Python Binary Search File By Line

Works well for large (10s of GBs) files. I used this to parse and explore the Web Data Commons Hyperlink Graph.

import os
 
def line_binary_search(filename, matchvalue, key=lambda val: val):
    """
    Binary search a file for matching lines.
    Returns a list of matching lines.
    filename - path to file, passed to 'open'
    matchvalue - value to match
    key - function to extract comparison value from line
 
    >>> parser = lambda val: int(val.split('\t')[0].strip())
    >>> line_binary_search('sd-arc', 63889187, parser)
    ['63889187\t3592559\n', ...]
    """
 
    # Must be greater than the maximum length of any line.
 
    max_line_len = 2 ** 12
 
    start = pos = 0
    end = os.path.getsize(filename)
 
    with open(filename, 'rb') as fptr:
 
        # Limit the number of times we binary search.
 
        for rpt in xrange(50):
 
            last = pos
            pos = start + ((end - start) / 2)
            fptr.seek(pos)
 
            # Move the cursor to a newline boundary.
 
            fptr.readline()
 
            line = fptr.readline()
            linevalue = key(line)
 
            if linevalue == matchvalue or pos == last:
 
                # Seek back until we no longer have a match.
 
                while True:
                    fptr.seek(-max_line_len, 1)

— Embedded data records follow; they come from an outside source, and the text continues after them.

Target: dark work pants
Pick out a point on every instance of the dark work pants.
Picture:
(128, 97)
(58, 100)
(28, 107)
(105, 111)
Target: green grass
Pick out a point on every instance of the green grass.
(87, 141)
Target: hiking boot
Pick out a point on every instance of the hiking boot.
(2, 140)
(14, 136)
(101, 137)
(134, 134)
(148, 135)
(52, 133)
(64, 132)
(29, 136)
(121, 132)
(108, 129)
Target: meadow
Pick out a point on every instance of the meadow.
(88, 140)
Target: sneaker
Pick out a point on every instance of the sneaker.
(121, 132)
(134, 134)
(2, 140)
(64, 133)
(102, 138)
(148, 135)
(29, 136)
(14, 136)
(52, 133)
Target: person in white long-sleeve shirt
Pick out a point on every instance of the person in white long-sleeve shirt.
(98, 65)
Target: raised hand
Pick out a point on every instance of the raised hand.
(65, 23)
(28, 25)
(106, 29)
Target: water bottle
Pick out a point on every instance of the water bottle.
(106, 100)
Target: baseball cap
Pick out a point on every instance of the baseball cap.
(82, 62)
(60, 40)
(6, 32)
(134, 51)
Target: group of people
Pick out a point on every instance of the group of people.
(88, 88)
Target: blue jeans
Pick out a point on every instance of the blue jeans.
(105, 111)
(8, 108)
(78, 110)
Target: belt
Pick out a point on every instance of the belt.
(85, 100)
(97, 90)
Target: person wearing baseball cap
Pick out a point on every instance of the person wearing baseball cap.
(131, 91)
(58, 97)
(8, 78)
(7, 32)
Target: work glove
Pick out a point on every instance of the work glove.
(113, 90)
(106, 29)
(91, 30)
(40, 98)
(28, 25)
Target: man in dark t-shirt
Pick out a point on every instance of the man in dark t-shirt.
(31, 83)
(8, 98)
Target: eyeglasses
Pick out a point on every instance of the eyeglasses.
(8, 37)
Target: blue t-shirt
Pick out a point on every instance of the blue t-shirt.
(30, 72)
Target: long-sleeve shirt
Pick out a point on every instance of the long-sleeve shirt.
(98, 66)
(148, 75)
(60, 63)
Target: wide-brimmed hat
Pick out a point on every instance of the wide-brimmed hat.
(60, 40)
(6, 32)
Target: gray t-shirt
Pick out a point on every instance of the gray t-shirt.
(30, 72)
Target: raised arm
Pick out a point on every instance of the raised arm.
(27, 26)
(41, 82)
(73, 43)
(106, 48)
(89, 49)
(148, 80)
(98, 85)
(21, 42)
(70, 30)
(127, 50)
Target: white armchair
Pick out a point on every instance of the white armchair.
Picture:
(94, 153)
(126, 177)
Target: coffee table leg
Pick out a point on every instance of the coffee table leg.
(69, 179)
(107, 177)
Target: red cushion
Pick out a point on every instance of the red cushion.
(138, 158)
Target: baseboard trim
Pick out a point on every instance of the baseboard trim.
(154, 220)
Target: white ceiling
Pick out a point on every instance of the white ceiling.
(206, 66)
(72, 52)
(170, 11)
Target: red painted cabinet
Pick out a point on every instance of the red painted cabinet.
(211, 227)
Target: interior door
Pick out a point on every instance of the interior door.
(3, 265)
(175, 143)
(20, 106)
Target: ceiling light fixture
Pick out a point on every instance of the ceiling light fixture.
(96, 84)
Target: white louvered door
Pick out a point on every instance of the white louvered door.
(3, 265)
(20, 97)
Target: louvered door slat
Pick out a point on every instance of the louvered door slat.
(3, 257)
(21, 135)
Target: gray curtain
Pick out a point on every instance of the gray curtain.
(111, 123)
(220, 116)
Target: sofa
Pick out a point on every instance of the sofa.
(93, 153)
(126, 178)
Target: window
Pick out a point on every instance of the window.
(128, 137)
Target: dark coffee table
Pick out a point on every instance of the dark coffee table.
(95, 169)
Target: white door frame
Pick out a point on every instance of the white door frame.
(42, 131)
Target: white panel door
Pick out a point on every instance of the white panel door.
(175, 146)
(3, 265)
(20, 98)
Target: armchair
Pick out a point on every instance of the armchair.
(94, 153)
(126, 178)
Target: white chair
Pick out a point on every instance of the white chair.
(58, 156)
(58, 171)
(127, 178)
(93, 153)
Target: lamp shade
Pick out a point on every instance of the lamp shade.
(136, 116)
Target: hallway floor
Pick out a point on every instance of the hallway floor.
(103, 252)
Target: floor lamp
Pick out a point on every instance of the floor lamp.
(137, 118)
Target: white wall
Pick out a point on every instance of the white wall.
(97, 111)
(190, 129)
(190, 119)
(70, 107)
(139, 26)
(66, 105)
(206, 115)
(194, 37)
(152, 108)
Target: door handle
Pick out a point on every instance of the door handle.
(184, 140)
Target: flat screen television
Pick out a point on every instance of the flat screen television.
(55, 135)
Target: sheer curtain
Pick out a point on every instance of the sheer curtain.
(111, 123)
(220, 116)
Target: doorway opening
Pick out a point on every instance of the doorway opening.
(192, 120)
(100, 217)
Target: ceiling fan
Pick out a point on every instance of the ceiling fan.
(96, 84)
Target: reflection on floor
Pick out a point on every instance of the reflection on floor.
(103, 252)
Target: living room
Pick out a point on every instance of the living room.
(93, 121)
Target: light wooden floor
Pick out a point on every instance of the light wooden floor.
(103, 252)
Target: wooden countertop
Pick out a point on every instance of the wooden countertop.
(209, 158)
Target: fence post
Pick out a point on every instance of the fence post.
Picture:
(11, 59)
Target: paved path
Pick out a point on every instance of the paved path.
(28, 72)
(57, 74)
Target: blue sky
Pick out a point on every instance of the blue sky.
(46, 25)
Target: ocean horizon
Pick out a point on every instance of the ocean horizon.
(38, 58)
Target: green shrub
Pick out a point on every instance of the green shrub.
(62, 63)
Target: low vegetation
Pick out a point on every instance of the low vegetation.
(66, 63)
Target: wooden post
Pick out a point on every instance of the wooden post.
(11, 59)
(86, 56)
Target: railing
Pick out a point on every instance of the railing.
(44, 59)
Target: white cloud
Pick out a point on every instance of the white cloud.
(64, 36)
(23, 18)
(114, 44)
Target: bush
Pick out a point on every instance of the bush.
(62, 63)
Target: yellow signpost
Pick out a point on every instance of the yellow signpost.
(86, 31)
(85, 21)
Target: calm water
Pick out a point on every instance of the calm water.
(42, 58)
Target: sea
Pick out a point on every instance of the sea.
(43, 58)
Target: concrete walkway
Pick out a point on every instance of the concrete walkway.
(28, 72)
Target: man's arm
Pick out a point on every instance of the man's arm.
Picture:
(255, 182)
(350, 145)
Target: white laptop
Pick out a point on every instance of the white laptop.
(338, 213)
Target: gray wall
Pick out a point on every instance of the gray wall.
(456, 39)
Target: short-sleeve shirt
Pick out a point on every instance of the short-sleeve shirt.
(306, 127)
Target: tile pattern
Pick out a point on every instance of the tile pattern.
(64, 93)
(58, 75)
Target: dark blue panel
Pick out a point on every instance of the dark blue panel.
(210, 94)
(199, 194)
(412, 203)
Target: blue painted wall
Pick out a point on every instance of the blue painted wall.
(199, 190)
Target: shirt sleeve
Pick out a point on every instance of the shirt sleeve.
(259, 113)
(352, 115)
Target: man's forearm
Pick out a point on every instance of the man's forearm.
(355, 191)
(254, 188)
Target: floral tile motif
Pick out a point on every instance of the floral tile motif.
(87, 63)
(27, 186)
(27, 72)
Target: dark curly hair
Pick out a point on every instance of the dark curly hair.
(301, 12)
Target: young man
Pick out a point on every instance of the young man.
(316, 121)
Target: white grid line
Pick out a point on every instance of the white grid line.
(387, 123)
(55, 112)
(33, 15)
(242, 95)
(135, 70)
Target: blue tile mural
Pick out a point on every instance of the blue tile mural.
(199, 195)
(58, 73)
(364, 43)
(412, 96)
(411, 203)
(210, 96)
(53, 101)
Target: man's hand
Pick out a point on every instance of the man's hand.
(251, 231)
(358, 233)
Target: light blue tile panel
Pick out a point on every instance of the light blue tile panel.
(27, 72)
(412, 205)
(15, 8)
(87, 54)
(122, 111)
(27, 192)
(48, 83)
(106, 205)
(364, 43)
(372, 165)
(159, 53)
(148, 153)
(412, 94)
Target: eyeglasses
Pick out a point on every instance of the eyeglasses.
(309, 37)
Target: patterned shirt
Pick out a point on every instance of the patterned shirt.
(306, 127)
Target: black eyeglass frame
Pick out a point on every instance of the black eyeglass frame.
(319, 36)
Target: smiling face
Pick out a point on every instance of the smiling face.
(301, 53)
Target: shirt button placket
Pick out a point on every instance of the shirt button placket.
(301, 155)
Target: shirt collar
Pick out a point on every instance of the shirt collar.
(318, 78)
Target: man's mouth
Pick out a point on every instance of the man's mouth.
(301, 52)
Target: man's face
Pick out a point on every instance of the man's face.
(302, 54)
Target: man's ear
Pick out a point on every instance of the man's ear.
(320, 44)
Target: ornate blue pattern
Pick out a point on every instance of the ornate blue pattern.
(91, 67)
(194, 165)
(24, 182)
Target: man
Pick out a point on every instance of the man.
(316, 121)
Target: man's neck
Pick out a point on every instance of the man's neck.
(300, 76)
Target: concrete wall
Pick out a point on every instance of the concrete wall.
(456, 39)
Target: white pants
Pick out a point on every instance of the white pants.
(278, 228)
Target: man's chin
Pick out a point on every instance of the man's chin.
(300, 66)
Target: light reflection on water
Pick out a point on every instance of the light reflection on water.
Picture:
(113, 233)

                    fptr.readline()
                    if matchvalue != key(fptr.readline()):
                        break
 
               # Seek forward to the first match.
 
                for rpt in xrange(max_line_len):
                    line = fptr.readline()
                    linevalue = key(line)
                    if matchvalue == linevalue:
                        break
                else:
                    # No match was found.
 
                    return []
 
                results = []
 
                while linevalue == matchvalue:
                    results.append(line)
                    line = fptr.readline()
                    linevalue = key(line)
 
                return results
            elif linevalue < matchvalue:
                start = fptr.tell()
            else:
                assert linevalue > matchvalue
                end = fptr.tell()
        else:
            raise RuntimeError('binary search failed')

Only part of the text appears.